From the same desert, in the same night, always my tired eyes awake to the silver star, always, but the Kings of life are not moved, the three magi, mind and heart and soul. When shall we go beyond the mountains and the shores, to greet the birth of new toil, of new wisdom, the flight of tyrants, of demons, the end of superstition, to adore–the first to adore!
–Christmas on the earth.
The song of the heavens, the marching of peoples! Slaves, let us not curse life.
Excerpt from “A Season in Hell” (Une saison en enfer)

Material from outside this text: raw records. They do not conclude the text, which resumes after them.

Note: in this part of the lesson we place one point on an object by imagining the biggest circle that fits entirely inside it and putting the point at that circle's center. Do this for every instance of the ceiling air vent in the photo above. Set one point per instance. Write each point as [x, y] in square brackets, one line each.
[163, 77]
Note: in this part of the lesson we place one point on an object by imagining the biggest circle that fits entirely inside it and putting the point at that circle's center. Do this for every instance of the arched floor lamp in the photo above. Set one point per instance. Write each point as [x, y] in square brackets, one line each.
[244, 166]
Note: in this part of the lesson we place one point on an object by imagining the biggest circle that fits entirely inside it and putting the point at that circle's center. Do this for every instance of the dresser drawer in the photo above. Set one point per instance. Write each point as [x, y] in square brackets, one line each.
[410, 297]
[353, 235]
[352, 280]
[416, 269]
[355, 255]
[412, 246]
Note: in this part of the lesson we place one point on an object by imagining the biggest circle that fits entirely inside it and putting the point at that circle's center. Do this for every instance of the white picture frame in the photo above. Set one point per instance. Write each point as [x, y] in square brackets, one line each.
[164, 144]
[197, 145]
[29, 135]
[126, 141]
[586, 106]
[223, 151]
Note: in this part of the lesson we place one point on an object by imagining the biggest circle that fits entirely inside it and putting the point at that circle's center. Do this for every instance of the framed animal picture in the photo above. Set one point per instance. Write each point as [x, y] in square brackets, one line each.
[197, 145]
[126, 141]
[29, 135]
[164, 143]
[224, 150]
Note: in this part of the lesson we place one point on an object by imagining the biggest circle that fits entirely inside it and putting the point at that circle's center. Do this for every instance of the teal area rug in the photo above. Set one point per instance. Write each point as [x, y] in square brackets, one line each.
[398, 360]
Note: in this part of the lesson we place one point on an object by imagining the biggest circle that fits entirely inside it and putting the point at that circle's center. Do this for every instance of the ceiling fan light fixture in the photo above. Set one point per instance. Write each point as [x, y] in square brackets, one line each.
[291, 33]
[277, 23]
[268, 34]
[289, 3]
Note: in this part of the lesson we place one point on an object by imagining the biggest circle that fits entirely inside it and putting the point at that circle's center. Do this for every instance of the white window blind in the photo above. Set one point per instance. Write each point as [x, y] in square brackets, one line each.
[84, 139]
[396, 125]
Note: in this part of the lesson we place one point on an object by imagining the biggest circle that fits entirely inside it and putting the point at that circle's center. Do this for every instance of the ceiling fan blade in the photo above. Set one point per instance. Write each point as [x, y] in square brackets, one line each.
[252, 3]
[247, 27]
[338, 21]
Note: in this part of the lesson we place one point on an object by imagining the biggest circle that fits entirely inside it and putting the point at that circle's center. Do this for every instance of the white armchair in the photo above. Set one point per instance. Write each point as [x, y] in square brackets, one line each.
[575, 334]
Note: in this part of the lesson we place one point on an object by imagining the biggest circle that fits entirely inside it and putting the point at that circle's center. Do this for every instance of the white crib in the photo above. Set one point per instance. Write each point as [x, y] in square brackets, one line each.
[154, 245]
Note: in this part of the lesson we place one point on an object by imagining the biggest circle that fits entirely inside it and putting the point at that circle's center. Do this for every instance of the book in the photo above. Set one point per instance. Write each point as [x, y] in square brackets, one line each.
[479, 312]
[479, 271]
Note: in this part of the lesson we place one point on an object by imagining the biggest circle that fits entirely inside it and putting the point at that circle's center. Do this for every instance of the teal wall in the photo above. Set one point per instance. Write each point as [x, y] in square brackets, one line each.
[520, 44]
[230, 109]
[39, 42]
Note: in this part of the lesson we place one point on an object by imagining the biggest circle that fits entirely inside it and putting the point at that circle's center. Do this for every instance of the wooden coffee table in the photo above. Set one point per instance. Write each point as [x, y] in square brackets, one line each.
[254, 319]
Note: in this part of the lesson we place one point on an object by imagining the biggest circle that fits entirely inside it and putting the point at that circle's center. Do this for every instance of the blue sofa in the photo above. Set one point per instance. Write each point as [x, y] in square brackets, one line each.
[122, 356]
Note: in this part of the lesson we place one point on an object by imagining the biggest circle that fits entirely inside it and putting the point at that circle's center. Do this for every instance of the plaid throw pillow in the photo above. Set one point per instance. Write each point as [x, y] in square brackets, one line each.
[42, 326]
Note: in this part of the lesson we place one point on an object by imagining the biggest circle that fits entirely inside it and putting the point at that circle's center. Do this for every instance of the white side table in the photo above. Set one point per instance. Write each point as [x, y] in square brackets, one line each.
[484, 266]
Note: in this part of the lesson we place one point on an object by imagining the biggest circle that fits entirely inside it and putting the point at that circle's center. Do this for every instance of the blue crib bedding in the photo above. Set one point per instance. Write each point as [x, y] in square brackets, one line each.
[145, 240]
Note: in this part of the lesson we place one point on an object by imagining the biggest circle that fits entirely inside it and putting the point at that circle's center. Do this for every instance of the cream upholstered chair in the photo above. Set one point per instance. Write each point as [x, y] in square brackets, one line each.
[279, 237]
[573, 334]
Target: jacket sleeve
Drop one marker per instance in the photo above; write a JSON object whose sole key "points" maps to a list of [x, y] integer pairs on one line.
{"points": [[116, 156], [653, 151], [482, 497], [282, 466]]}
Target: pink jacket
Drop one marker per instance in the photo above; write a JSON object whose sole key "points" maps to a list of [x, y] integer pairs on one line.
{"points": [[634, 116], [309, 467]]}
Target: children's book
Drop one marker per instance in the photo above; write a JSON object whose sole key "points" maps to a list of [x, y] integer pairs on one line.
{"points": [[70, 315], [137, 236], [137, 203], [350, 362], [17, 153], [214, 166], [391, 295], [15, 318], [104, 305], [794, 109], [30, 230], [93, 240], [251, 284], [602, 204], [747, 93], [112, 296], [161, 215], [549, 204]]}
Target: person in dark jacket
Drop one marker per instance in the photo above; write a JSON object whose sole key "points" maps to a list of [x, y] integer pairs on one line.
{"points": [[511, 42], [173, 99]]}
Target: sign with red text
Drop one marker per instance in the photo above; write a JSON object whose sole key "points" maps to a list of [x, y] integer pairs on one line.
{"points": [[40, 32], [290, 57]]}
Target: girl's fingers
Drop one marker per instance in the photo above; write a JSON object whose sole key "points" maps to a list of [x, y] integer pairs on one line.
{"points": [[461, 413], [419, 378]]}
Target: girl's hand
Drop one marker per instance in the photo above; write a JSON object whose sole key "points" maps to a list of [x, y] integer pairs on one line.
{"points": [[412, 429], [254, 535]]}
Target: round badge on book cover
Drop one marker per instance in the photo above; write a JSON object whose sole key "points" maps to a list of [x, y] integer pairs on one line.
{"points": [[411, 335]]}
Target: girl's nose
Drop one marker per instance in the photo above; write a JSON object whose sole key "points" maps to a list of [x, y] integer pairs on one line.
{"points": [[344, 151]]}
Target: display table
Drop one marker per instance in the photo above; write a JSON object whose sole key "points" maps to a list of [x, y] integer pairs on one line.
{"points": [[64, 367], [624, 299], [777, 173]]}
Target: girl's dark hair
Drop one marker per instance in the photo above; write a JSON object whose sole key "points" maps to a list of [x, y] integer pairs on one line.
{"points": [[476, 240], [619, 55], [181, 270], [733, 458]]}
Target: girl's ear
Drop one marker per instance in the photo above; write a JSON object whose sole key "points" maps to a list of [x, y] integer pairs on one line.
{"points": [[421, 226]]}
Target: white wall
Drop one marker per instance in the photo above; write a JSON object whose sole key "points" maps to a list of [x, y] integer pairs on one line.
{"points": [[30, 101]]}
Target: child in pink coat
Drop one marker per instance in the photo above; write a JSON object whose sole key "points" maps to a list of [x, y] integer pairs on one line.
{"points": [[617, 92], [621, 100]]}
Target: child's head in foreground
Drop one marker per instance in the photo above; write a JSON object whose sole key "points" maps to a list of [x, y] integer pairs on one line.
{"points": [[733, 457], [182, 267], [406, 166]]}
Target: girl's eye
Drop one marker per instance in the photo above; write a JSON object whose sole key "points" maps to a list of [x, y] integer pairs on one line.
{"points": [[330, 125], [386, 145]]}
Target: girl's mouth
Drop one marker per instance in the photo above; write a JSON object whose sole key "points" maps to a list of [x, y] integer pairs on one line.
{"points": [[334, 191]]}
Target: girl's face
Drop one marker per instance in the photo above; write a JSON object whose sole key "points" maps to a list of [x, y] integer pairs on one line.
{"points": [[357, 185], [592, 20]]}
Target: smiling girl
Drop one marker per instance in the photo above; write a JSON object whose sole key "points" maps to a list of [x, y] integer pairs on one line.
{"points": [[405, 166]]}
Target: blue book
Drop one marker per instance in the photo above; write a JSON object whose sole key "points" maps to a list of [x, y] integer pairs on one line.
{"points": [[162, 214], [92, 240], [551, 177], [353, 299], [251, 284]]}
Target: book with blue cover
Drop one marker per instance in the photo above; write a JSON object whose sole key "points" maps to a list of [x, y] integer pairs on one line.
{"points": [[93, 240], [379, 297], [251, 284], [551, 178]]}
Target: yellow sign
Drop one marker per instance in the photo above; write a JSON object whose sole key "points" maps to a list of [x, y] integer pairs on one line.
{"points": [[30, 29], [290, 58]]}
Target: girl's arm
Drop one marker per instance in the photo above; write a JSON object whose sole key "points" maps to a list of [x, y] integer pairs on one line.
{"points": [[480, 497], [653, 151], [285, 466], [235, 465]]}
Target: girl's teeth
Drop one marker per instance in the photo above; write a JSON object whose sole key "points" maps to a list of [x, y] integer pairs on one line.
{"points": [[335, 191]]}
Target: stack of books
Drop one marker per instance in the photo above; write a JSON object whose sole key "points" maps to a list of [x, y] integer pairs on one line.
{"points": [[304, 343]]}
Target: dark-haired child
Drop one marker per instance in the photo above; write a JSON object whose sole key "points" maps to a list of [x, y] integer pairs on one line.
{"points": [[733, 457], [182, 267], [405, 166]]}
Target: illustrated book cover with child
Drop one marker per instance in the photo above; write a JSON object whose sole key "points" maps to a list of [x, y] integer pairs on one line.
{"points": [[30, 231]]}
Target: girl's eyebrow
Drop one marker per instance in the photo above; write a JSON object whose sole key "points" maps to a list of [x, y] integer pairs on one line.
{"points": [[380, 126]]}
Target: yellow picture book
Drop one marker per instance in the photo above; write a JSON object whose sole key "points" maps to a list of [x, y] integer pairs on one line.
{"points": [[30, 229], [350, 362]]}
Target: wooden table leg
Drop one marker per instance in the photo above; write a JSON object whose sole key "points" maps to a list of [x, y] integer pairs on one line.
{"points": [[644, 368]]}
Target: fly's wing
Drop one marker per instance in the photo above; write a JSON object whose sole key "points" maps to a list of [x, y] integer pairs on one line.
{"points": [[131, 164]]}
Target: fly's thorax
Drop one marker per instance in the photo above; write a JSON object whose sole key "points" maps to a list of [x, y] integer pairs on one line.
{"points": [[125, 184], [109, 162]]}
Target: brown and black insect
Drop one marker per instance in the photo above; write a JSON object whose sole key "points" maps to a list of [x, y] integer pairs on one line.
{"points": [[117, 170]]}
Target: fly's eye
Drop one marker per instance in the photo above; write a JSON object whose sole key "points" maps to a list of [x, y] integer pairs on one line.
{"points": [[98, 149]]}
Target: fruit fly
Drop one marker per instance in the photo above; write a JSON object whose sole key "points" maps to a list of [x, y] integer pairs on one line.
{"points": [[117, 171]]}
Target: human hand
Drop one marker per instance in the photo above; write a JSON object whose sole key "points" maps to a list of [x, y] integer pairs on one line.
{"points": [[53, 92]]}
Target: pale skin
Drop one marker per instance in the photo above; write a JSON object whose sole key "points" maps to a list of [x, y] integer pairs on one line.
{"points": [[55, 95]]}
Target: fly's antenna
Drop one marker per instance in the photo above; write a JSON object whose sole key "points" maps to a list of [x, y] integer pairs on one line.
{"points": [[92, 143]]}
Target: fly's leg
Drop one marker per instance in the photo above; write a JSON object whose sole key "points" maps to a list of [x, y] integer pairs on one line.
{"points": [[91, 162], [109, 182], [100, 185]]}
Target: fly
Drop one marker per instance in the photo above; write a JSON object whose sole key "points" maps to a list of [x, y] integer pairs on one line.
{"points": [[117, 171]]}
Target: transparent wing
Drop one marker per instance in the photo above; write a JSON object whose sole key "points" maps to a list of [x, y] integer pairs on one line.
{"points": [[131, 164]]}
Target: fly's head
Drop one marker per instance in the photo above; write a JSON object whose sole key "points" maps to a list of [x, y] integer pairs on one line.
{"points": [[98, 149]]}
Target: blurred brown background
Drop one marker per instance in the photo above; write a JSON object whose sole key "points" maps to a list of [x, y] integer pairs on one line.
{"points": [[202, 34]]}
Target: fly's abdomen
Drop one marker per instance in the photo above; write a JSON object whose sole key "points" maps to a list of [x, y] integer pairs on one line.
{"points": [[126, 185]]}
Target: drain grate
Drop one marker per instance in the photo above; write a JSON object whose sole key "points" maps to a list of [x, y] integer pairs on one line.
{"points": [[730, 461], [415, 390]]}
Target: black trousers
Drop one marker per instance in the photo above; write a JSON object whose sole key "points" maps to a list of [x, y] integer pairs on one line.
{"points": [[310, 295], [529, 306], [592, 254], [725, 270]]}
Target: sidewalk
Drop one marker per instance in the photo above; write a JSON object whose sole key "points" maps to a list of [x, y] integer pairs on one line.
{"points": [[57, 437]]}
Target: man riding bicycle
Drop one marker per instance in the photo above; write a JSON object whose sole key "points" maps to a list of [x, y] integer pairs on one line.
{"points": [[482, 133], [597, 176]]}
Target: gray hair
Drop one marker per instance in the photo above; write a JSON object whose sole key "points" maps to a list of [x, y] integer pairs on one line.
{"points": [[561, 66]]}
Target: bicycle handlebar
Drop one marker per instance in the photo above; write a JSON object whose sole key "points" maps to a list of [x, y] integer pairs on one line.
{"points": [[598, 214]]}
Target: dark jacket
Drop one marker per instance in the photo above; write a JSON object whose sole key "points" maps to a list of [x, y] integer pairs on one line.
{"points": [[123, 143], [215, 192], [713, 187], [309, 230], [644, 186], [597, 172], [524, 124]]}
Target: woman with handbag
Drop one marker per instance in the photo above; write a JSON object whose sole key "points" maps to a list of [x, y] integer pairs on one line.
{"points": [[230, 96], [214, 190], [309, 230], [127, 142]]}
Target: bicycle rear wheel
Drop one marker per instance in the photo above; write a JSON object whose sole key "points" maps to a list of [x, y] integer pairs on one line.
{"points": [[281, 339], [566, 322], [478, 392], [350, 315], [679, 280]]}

“Whose Story of Us We Is Told Is Us” – Shane McCrae
Brother is we is each of us we ghosts
Brother of white folks we
don’t never known us brother we
Because we never doesn’t fits
Nowhere we brother
doesn’t fits in bodies
Our bodies we is always walking leaking
like a ghost can’t be a body in one place
But every eyes / Catches and pulls at it
Like every eyes in any
white folks is another
Hole in our bodies
Brother / Is we is never known them close
Up close whose ghosts we brother leaking is
Whose story of us we is told is us is water in a fist
Brother we not the fist
we not the water
we the thirst
“Song” – Adrienne Rich
You’re wondering if I’m lonely:
OK then, yes, I’m lonely
as a plane rides lonely and level
on its radio beam, aiming
across the Rockies
for the blue-strung aisles
of an airfield on the ocean.
You want to ask, am I lonely?
Well, of course, lonely
as a woman driving across country
day after day, leaving behind
mile after mile
little towns she might have stopped
and lived and died in, lonely
If I’m lonely
it must be the loneliness
of waking first, of breathing
dawn’s first cold breath on the city
of being the one awake
in a house wrapped in sleep
If I’m lonely
it’s with the rowboat ice-fast on the shore
in the last red light of the year
that knows what it is, that knows it’s neither
ice nor mud nor winter light
but wood, with a gift for burning.
From Diving into the Wreck: Poems 1971-1972. Adrienne Rich.